Net investment gains and losses are reported in Net income (loss) as follows:

Major Category of Assets and Liabilities
Consolidated Condensed Statements of Operations Line Items
Fixed maturity securities available-for-sale
Investment gains (losses)
Fixed maturity securities trading
Net investment income
Equity securities
Investment gains (losses) and Net investment income
Other invested assets
Investment gains (losses) and Net investment income
Derivative financial instruments held in a trading portfolio
Net investment income
Derivative financial instruments, other
Investment gains (losses) and Operating revenues and other


Securities may be transferred in or out of levels within the fair value hierarchy based on the availability of observable market information and quoted prices used to determine the fair value of the security. The availability of observable market information and quoted prices varies based on market conditions and trading volume.

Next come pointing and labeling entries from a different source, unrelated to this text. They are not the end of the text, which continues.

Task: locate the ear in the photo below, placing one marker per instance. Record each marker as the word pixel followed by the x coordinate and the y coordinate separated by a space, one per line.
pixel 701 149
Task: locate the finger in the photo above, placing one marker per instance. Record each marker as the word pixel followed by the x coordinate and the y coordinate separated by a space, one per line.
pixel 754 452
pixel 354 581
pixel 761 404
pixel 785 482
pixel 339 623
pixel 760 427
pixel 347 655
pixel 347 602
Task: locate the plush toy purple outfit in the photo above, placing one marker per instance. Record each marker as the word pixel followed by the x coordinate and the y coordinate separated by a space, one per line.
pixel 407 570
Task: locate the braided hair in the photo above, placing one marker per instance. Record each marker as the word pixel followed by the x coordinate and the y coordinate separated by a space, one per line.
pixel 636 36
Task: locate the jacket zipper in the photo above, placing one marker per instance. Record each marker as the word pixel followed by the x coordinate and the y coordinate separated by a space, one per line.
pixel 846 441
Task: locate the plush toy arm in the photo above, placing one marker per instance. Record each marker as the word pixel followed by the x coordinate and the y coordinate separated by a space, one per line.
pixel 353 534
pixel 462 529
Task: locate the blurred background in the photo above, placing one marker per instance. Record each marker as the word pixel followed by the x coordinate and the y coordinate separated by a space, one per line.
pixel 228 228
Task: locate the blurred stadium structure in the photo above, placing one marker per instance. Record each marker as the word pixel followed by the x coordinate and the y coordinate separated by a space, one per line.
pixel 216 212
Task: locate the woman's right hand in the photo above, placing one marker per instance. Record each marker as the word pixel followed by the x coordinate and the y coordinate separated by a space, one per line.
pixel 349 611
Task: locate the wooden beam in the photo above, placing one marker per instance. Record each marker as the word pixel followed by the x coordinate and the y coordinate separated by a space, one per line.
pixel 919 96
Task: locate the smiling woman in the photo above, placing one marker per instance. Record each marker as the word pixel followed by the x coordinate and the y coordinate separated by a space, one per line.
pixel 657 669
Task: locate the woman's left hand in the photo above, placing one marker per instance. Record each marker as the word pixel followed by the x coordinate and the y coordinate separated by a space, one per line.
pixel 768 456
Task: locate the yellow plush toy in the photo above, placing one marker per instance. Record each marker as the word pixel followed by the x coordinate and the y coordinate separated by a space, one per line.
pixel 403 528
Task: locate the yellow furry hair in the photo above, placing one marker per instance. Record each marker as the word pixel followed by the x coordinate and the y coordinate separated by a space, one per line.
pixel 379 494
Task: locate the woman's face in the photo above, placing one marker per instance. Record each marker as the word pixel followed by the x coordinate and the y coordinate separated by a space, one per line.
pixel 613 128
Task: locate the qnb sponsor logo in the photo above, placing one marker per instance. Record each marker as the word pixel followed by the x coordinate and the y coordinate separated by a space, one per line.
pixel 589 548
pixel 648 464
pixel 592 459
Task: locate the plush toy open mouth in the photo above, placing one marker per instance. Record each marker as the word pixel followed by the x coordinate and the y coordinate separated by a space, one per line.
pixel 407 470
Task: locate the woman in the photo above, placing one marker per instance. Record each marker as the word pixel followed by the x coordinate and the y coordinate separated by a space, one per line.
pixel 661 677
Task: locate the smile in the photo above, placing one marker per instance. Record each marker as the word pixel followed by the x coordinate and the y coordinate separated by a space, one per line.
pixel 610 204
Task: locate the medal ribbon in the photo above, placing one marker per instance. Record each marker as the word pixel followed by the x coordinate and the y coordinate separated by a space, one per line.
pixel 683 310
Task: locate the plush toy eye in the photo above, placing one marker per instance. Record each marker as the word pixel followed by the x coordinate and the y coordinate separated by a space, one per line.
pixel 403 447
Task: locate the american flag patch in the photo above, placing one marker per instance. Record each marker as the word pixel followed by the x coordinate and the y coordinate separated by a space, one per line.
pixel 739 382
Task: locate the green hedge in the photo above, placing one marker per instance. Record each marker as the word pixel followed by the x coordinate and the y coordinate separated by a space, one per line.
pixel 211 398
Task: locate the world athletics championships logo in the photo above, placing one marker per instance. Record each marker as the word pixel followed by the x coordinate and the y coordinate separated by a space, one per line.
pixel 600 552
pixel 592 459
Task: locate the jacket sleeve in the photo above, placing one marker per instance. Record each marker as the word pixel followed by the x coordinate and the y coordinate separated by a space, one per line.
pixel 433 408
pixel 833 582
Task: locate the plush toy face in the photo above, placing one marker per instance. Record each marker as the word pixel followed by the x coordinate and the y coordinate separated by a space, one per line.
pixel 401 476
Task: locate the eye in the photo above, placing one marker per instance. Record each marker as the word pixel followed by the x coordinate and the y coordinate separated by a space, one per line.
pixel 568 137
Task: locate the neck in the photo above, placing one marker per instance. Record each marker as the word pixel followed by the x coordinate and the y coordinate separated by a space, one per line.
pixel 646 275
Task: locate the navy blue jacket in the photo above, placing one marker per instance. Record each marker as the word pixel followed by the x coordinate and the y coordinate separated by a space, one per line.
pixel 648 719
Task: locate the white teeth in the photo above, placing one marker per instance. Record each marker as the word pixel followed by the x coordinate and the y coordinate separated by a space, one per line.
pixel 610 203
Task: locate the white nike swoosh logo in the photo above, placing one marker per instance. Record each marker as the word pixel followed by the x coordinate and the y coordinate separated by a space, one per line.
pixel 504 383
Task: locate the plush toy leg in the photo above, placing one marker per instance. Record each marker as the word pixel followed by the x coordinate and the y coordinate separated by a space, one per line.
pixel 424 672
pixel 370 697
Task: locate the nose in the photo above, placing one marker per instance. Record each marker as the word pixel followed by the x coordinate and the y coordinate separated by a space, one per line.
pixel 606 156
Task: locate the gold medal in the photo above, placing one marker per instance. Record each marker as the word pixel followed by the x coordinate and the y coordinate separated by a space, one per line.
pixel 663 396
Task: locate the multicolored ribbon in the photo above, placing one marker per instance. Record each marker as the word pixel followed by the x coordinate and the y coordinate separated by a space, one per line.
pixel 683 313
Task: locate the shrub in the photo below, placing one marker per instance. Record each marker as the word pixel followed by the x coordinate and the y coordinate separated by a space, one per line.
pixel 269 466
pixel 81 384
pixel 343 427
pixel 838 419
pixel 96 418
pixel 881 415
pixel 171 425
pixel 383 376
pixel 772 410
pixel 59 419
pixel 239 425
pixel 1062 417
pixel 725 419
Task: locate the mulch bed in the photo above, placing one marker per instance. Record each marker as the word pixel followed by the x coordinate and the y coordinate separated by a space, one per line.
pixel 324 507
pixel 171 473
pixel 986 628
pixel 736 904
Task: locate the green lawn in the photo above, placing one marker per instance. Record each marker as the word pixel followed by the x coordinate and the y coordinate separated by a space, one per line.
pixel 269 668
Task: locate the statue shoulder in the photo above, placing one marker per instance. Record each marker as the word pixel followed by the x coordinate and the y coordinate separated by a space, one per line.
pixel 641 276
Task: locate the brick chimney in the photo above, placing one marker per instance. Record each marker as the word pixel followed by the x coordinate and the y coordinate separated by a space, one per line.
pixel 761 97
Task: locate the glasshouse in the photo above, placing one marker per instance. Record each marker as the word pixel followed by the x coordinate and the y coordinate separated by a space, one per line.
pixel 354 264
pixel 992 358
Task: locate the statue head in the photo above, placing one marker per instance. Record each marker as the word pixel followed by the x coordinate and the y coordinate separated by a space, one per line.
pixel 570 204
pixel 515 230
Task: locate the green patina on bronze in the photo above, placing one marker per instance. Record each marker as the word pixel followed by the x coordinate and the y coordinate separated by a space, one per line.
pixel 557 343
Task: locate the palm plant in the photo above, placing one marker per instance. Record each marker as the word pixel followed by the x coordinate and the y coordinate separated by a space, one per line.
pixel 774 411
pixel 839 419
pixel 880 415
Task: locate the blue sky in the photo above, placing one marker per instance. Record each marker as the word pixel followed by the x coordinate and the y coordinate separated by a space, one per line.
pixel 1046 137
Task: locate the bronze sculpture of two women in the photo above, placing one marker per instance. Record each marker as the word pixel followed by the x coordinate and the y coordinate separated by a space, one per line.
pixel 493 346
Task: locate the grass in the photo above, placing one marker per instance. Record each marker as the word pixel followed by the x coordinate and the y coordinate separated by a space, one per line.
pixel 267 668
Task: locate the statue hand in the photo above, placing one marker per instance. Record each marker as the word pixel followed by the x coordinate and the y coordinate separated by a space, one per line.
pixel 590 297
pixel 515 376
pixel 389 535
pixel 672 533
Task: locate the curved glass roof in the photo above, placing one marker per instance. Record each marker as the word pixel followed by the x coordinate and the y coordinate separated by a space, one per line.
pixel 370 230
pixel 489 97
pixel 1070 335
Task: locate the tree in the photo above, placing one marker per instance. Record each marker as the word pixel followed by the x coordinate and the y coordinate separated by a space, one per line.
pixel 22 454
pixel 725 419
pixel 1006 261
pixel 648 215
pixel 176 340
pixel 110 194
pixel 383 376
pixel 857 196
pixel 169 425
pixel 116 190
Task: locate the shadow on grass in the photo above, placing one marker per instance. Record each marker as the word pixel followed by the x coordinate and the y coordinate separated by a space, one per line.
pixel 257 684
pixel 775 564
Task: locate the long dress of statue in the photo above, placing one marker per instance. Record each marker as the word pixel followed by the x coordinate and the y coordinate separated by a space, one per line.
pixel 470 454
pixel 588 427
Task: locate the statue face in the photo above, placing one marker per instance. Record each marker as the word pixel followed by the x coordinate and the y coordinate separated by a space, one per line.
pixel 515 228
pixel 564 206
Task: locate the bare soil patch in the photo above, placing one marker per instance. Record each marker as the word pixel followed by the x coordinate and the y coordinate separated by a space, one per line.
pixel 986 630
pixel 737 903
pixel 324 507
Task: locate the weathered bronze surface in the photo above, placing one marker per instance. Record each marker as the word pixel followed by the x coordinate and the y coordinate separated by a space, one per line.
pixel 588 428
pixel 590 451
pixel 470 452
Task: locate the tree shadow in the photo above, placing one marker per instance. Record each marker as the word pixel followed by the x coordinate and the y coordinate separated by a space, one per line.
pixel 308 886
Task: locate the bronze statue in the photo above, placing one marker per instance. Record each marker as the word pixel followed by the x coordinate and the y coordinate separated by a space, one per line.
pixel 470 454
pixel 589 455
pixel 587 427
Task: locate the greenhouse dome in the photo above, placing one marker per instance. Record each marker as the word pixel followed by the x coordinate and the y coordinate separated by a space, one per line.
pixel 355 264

Valuation Methodologies and Inputs


The following section describes the valuation methodologies and relevant inputs used to measure different financial instruments at fair value, including an indication of the level in the fair value hierarchy in which the instruments are generally classified.

Fixed Maturity Securities


Level 1 securities include highly liquid government securities and exchange traded bonds valued using quoted market prices. Level 2 securities include most other fixed maturity securities as the significant inputs are observable in the marketplace. All classes of Level 2 fixed maturity securities are valued using a methodology based on information generated by market transactions involving identical or comparable assets, a discounted cash flow methodology or a combination of both when necessary. Common inputs for all classes of fixed maturity securities include prices from recently executed transactions of similar securities, marketplace quotes, benchmark yields, spreads off benchmark yields, interest rates and U.S. Treasury or swap curves. Specifically for asset-backed securities, key inputs include prepayment and default projections based on past performance of the underlying collateral and current market data. Fixed maturity securities are primarily assigned to Level 3 in cases where broker/dealer quotes are significant inputs to the valuation, and there is a lack of transparency as to whether these quotes are based on information that is observable in the marketplace. Level 3 securities also include private placement debt securities whose fair value is determined using internal models with some inputs that are not market observable.

Equity Securities


Level 1 securities include publicly traded securities valued using quoted market prices. Level 2 securities are primarily valued using pricing for similar securities, recently executed transactions and other pricing models utilizing market observable inputs. Level 3 securities are primarily priced using broker/dealer quotes and internal models with some inputs that are not market observable.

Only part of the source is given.